135.次の遺跡に向けて!!
改稿しました(2022年5月30日)
翌日、私達は、松の里を後にして、東へと移動を開始した。移動の組み分けはいつも通りだ。
「次の遺跡は、今から行く街の近くにあるのかにゃ?」
「ううん。さらに、その先にある街まで行かないといけないんだ。だから、次の街は、ポータルに登録したら、そこをスルーして行く感じだよ。刀匠がいるわけでもないから、用もないしね」
次の遺跡は、今よりもさらに北東にある。そのため、先に東へと移動してから、北に移動する事にした。理由は、松の里の北が、また山だったからだ。東の方は、森となっていたので、こっちの方が、移動しやすいと考えた。森は、平面だからね。

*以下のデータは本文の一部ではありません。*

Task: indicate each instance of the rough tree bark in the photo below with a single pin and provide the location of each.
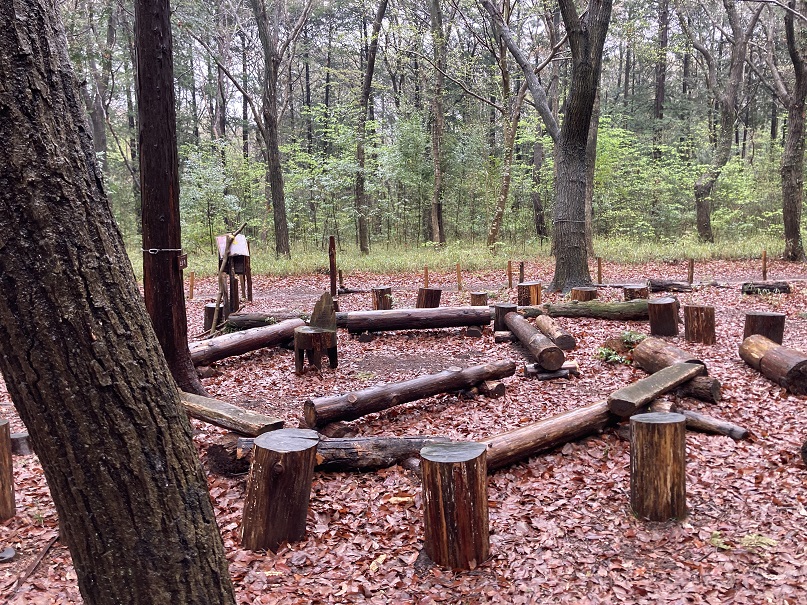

「そろそろ森の中に入るよ。メレちゃんの歌が効かない敵に気を付けてね」
「分かってる。ネロ、異変があったら、すぐに教えて」
「それなら、さっきから変な音が、森の奥から聞こえるにゃ」
ネロの言葉に、私達の気が一気に引き締まる。私達に聞こえない音ということは、本当に森の奥からしている音なのだろう。
「どんな音?」
「何か大きなものが動いている感じだにゃ。ただ、その音が聞こえる範囲が広すぎるにゃ。複数体もしくは超巨大な敵と考えた方が良いと思うにゃ」
「巨大な敵か……エリアボスかもしれないし、立ち止まって戦う事も視野に入れておこう。メレの沈静の歌は継続して、敵が襲ってきたら、増強の歌に変更で」
私がそう言うと、メレは歌いながら頷いた。その確認が済んだところで、森の中に侵入していった。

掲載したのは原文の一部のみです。